North Dakota production

“The drilling rig count [15 as of last Friday] is substantially short of what we need to maintain production [at 1.2 million b/d] off of drilling and completions,” said Lynn Helms, director of the state Department of Mineral Resources. “We really need to have 30 to 35 drilling rigs to be putting out 70 completed wells monthly.

“We are hearing positive things about drilling, and with oil prices where they are today, we may begin to see increases in drilling sooner than we had expected, maybe by the end of this year if these prices hold, depending on what the Organization of Petroleum Exporting Countries (OPEC) does and other factors,” Helms added.

OPEC reportedly wants to maintain prices at WTI from $45 to $55/bbl, and the current price is around $60/bbl, so Helms said it is uncertain whether the global spigot will continue to be choked back when OPEC meets again in March. “Stay tuned,” he said. “Global demand is coming back on a very uneven basis.”

Oil production results in December were down 3% or about 35,000 b/d at 36.9 million bbls (1.19 million b/d), compared to 36.8 million bbls (1.22 million b/d) in November last year. Natural gas was up 3.4% month/month at 89.6 Bcf (2.89 Bcf/d), compared to 86.7 Bcf (2.89 Bcf/d) for the previous month.

With wind storms and sub-freezing temperatures, Helms predicted the drop in oil production for January and February would “double” that of December when those final statistics come in during March and April. 

Even with the increased gas production, gas capture reached a new high point in December at 94%, and for the first time in years all sectors of the Williston Basin met the state’s current goal of 91%. “I can’t recall the time when the entire state was in compliance,” Helms said. “There are no operators who are going to have their production restricted for noncompliance.”

An additional gas processing plant coming online, the Sanderson (Outrigger) Plant, is the dominant reason gas capture improved in the last month of 2020, Helms said.  
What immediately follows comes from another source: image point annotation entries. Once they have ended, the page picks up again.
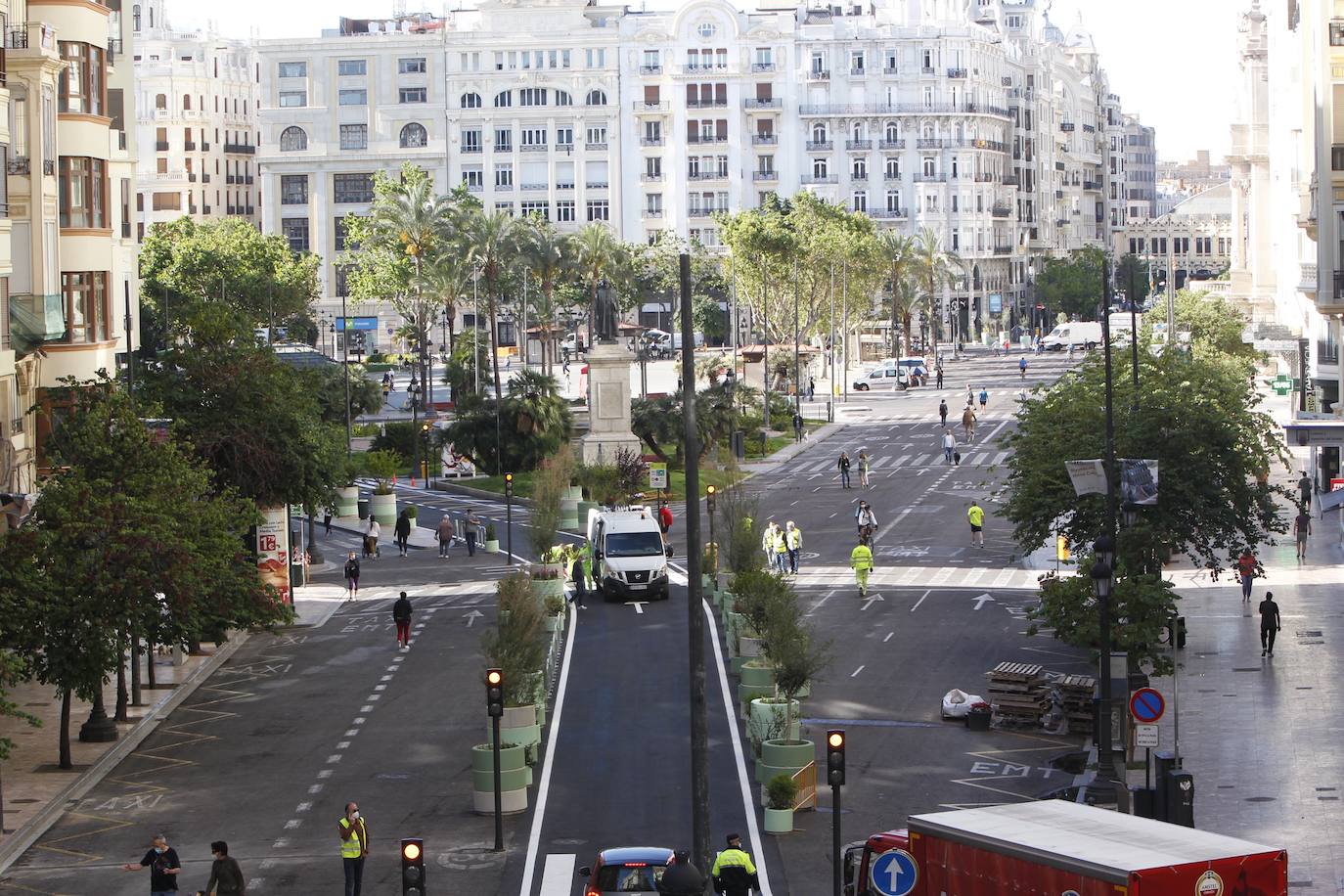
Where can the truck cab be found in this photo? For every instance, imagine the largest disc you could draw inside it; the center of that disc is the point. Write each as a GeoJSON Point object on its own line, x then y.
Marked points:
{"type": "Point", "coordinates": [859, 859]}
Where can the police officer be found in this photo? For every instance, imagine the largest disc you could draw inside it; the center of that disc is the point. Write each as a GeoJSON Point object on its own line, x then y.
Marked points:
{"type": "Point", "coordinates": [733, 872]}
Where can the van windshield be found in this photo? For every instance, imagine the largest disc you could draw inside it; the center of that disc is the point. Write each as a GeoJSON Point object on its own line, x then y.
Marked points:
{"type": "Point", "coordinates": [633, 544]}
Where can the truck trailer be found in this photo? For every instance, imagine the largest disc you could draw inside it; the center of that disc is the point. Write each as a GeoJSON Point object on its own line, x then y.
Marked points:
{"type": "Point", "coordinates": [1058, 848]}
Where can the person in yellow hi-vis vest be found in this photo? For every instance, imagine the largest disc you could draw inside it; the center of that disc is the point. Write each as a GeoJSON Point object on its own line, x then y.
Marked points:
{"type": "Point", "coordinates": [862, 561]}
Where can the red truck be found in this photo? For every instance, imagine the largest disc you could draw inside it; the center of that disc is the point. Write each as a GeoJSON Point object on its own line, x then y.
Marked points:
{"type": "Point", "coordinates": [1056, 848]}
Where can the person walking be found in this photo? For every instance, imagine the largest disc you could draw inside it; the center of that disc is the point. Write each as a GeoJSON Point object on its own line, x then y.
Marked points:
{"type": "Point", "coordinates": [226, 877]}
{"type": "Point", "coordinates": [733, 872]}
{"type": "Point", "coordinates": [445, 532]}
{"type": "Point", "coordinates": [402, 531]}
{"type": "Point", "coordinates": [351, 576]}
{"type": "Point", "coordinates": [354, 848]}
{"type": "Point", "coordinates": [976, 516]}
{"type": "Point", "coordinates": [1271, 623]}
{"type": "Point", "coordinates": [402, 617]}
{"type": "Point", "coordinates": [793, 540]}
{"type": "Point", "coordinates": [1246, 569]}
{"type": "Point", "coordinates": [1303, 528]}
{"type": "Point", "coordinates": [682, 877]}
{"type": "Point", "coordinates": [162, 864]}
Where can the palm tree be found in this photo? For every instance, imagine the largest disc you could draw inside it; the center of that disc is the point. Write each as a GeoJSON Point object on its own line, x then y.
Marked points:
{"type": "Point", "coordinates": [493, 244]}
{"type": "Point", "coordinates": [934, 266]}
{"type": "Point", "coordinates": [898, 254]}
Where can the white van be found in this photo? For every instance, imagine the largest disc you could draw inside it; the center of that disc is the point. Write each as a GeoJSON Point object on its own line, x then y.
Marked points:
{"type": "Point", "coordinates": [1078, 334]}
{"type": "Point", "coordinates": [629, 554]}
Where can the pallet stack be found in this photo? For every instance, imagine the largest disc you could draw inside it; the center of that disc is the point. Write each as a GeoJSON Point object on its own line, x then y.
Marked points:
{"type": "Point", "coordinates": [1019, 694]}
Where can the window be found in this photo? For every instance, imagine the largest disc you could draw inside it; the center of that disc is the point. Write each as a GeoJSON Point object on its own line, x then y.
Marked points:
{"type": "Point", "coordinates": [414, 136]}
{"type": "Point", "coordinates": [81, 86]}
{"type": "Point", "coordinates": [83, 193]}
{"type": "Point", "coordinates": [293, 139]}
{"type": "Point", "coordinates": [86, 309]}
{"type": "Point", "coordinates": [295, 233]}
{"type": "Point", "coordinates": [293, 190]}
{"type": "Point", "coordinates": [354, 188]}
{"type": "Point", "coordinates": [354, 136]}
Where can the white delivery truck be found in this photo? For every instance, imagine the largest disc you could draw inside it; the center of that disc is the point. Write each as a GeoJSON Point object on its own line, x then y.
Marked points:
{"type": "Point", "coordinates": [629, 554]}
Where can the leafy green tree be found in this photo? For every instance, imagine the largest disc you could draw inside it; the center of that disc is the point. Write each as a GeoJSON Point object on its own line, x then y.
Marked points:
{"type": "Point", "coordinates": [187, 263]}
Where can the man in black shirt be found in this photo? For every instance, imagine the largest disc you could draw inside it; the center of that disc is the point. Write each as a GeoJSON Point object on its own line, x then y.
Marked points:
{"type": "Point", "coordinates": [161, 861]}
{"type": "Point", "coordinates": [1271, 623]}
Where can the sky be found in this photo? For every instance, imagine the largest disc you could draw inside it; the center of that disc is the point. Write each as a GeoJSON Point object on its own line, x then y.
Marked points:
{"type": "Point", "coordinates": [1174, 62]}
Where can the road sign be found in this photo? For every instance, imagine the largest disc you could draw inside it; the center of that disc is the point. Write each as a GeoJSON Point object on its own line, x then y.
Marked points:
{"type": "Point", "coordinates": [657, 475]}
{"type": "Point", "coordinates": [1146, 738]}
{"type": "Point", "coordinates": [894, 874]}
{"type": "Point", "coordinates": [1146, 705]}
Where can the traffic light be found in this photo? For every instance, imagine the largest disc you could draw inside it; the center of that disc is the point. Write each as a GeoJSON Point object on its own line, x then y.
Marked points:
{"type": "Point", "coordinates": [834, 758]}
{"type": "Point", "coordinates": [413, 867]}
{"type": "Point", "coordinates": [495, 691]}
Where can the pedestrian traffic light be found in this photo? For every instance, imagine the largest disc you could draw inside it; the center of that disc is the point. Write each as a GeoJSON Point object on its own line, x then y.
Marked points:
{"type": "Point", "coordinates": [413, 867]}
{"type": "Point", "coordinates": [495, 691]}
{"type": "Point", "coordinates": [834, 758]}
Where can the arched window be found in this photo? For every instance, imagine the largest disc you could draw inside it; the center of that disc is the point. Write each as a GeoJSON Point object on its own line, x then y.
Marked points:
{"type": "Point", "coordinates": [414, 136]}
{"type": "Point", "coordinates": [293, 139]}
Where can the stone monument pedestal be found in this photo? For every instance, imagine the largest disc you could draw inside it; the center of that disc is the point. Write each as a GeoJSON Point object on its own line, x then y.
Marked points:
{"type": "Point", "coordinates": [609, 405]}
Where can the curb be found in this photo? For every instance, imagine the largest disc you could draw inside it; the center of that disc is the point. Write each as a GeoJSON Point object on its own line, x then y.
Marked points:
{"type": "Point", "coordinates": [19, 842]}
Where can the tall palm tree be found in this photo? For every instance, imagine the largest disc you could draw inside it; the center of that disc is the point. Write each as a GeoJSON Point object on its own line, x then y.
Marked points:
{"type": "Point", "coordinates": [898, 255]}
{"type": "Point", "coordinates": [493, 241]}
{"type": "Point", "coordinates": [935, 266]}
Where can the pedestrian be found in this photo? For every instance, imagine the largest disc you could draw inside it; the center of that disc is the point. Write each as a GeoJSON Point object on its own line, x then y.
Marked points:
{"type": "Point", "coordinates": [402, 531]}
{"type": "Point", "coordinates": [354, 848]}
{"type": "Point", "coordinates": [793, 540]}
{"type": "Point", "coordinates": [733, 872]}
{"type": "Point", "coordinates": [1246, 569]}
{"type": "Point", "coordinates": [1303, 528]}
{"type": "Point", "coordinates": [371, 538]}
{"type": "Point", "coordinates": [976, 516]}
{"type": "Point", "coordinates": [162, 864]}
{"type": "Point", "coordinates": [445, 532]}
{"type": "Point", "coordinates": [226, 877]}
{"type": "Point", "coordinates": [402, 617]}
{"type": "Point", "coordinates": [470, 528]}
{"type": "Point", "coordinates": [682, 877]}
{"type": "Point", "coordinates": [351, 576]}
{"type": "Point", "coordinates": [1271, 623]}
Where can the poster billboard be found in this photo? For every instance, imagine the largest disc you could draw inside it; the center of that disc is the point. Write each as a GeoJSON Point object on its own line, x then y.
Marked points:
{"type": "Point", "coordinates": [273, 551]}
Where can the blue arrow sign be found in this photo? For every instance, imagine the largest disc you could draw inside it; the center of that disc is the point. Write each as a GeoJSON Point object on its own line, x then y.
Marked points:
{"type": "Point", "coordinates": [894, 874]}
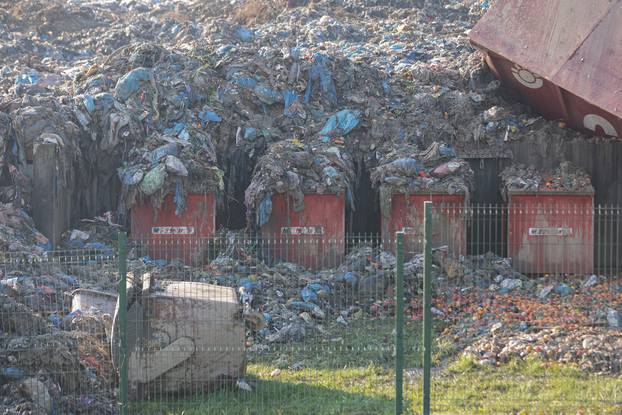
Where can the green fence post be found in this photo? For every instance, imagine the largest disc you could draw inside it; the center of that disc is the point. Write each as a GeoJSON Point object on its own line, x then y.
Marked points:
{"type": "Point", "coordinates": [399, 325]}
{"type": "Point", "coordinates": [427, 307]}
{"type": "Point", "coordinates": [123, 399]}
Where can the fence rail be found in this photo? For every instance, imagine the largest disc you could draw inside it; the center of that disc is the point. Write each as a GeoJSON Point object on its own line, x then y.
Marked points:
{"type": "Point", "coordinates": [239, 323]}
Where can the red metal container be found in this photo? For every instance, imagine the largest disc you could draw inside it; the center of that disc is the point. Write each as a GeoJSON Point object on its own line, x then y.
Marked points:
{"type": "Point", "coordinates": [551, 232]}
{"type": "Point", "coordinates": [407, 214]}
{"type": "Point", "coordinates": [313, 238]}
{"type": "Point", "coordinates": [168, 236]}
{"type": "Point", "coordinates": [562, 56]}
In addition, added processing is coming since Hess Corp. announced it was going to move forward with its $150 million, 400 MMcf/d Tioga gas processing plant expansion this year, Helms said. “They didn’t give us an exact date, but it will be sometime in the second half of this year,” he said.

Pipeline Authority Director Justin Kringstad called December’s gas capture “a phenomenal story about the success we have seen in the investments in gas capture infrastructure,” including processing plants, compressors and new pipe in the ground. He did not recall if the state ever had flaring down to the 6% level.